A MOTORIST has been told to “pack his bag” for prison after he was convicted of an 80mph pursuit through residential streets.
Leon Hendry, 30, claimed he wasn’t at the wheel of his father’s Audi as it tried to escape from police through Acomb and Foxwood.
He agreed with police officer Richard Harrison that he had got out of the driver’s door after the car crashed, but claimed the real driver had got out of the passenger door.
The jury took under half an hour to convict him unanimously of dangerous driving.
Hendry, of Park Grove, The Groves, had denied the charge.
The Recorder of York, Judge Sean Morris, adjourned sentence until September 14 while probation officers prepare a report on him, and told him: “I am granting you bail because it will give you the chance to get your affairs in order.
“You had better bring your bag.“
He told the jury: “This was a police chase, which I always regard as exceptionally serious. It will be prison.”
Sgt Harrison told the jury he was in a marked police car on November 11 at 1.50am on Gale Lane near Tudor Road.
He saw a car come towards him and turn into Cornlands Road in what he considered to be an “evasive” manoeuvre.
So he turned on his blue lights to get it to stop and followed it.
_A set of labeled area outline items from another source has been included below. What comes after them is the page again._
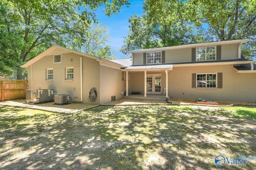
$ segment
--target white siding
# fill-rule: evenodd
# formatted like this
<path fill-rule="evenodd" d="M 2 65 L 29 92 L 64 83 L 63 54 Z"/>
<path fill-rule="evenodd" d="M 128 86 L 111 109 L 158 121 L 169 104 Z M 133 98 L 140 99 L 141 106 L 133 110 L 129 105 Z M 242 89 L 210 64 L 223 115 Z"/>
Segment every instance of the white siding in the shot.
<path fill-rule="evenodd" d="M 221 59 L 238 59 L 238 44 L 221 46 Z"/>
<path fill-rule="evenodd" d="M 133 63 L 134 65 L 143 65 L 143 53 L 133 54 Z"/>
<path fill-rule="evenodd" d="M 222 60 L 238 59 L 239 44 L 222 45 L 221 46 Z M 133 65 L 143 65 L 143 53 L 133 55 Z M 166 50 L 165 63 L 188 63 L 192 62 L 192 48 Z"/>
<path fill-rule="evenodd" d="M 191 62 L 191 48 L 165 51 L 165 63 L 174 63 Z"/>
The three-door Audi twice drove round a circuit of Lown Hill, Tennent Road and Cornlands Road at between 50mph and 70mph. The speed limit there is 30mph and the roads had parked cars on them, said Sgt Harrison.
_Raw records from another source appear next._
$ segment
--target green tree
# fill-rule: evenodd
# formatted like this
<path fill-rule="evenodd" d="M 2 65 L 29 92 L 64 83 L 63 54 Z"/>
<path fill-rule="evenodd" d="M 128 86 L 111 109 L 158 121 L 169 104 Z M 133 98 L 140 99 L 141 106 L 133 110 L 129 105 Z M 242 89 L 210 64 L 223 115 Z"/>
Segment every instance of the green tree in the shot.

The Audi drove along St Stephen’s Road, Thoresby Road, Cornlands Road and Askham Lane where it went through the 20mph zone outside Westfield School at 80mph to 90mph.
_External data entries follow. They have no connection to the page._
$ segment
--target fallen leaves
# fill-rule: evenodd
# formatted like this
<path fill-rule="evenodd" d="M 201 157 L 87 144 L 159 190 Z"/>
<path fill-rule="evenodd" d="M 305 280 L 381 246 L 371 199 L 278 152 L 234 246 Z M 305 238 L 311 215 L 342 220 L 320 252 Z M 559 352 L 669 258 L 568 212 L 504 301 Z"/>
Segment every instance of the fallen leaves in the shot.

It went along Front Street to the roundabout outside Morrison’s and back again, then down Gale Lane, Cornlands Road, St Stephen’s Road and Gale Lane to Foxwood Lane.
It was doing about 50mph as it tried to turn right at Foxwood shops and crashed into some conifers, said Sgt Harrison. He saw two people get out of the car and run off, one from the driver’s door, who was arrested later, and one from the passenger door.
Giving evidence, Hendry claimed that he had taken cocaine before walking to a shop to buy some alcohol.
He alleged the Audi had pulled alongside him, with a friend in the passenger seat and a stranger driving, and he had got in and “slumped” in the back seat.
He claimed he had told the driver to slow down during the police chase.
When the car crashed, he claimed someone had shouted “run, run, run”.
His friend had got out of the passenger door, followed by the stranger who had clambered over the central console.
He himself had then clambered over from the back and gone out the driver’s door, he claimed.
He had run off through panic and adrenaline.